Assessing anticryptococcal activity of NK cells. (A and B) NK cell lines expressing FCGR3A 158F (gray bars), FCGR3A 158V (black bars), or no FCGR3A (parental) (open bars) were incubated with C. neoformans strain 24067 for 24 h (A) and 48 h (B) at different effector/target (E/T) ratios as indicated on x axis. C. neoformans viability was analyzed by determining the number of CFU/ml as indicated on y axis.
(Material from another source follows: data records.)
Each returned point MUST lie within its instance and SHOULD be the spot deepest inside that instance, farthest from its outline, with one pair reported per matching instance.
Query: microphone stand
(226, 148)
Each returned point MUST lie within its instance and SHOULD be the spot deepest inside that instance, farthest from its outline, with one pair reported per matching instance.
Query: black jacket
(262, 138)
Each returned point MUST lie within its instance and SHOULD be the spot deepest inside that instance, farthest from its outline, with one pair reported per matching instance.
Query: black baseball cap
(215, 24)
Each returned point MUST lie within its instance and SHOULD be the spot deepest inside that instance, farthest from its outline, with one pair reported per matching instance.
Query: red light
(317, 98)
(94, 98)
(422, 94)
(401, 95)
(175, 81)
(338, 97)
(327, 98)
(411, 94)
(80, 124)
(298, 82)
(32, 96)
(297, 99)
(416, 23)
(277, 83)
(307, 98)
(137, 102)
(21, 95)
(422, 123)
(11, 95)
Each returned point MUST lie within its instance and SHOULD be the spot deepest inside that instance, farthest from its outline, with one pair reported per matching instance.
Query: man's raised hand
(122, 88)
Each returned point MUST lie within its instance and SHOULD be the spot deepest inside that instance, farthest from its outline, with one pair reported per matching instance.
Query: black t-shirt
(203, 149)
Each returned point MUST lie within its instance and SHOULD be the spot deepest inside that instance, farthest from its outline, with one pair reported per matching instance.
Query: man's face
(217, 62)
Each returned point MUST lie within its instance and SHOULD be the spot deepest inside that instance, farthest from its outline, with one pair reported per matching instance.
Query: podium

The numbers of C. neoformans cells at the start of the assay and at the indicated end times were included to account for the 10-to-500-fold growth of the organisms during the course of the assay. T = 0, zero time; Crypto alone, incubation in the absence of NK cells. Similar results were obtained using acapsular C. neoformans strain CAP67 (not shown). (C) Cytotoxicity assay performed by measuring LDH release. FCGR3A polymorphic NK cells (1 × 10⁵/well) were added to a 96-well round-bottom plate and coincubated with target cells (C. neoformans-infected CD14⁺ CD16⁺ monocytes) (1 × 10⁴/well) at 37°C and 5% CO₂ for 4 h in the presence of normal human serum (10 µg/ml) and pooled IgG (10 µg/ml) as indicated on the x axis. Percent cytotoxicity was calculated based on total content and spontaneous release of LDH. Values are shown as means ± standard errors of the means of the results from two different experiments. Asterisks (*), significant differences between groups (P < 0.05); n.s., not significant (Student’s t test).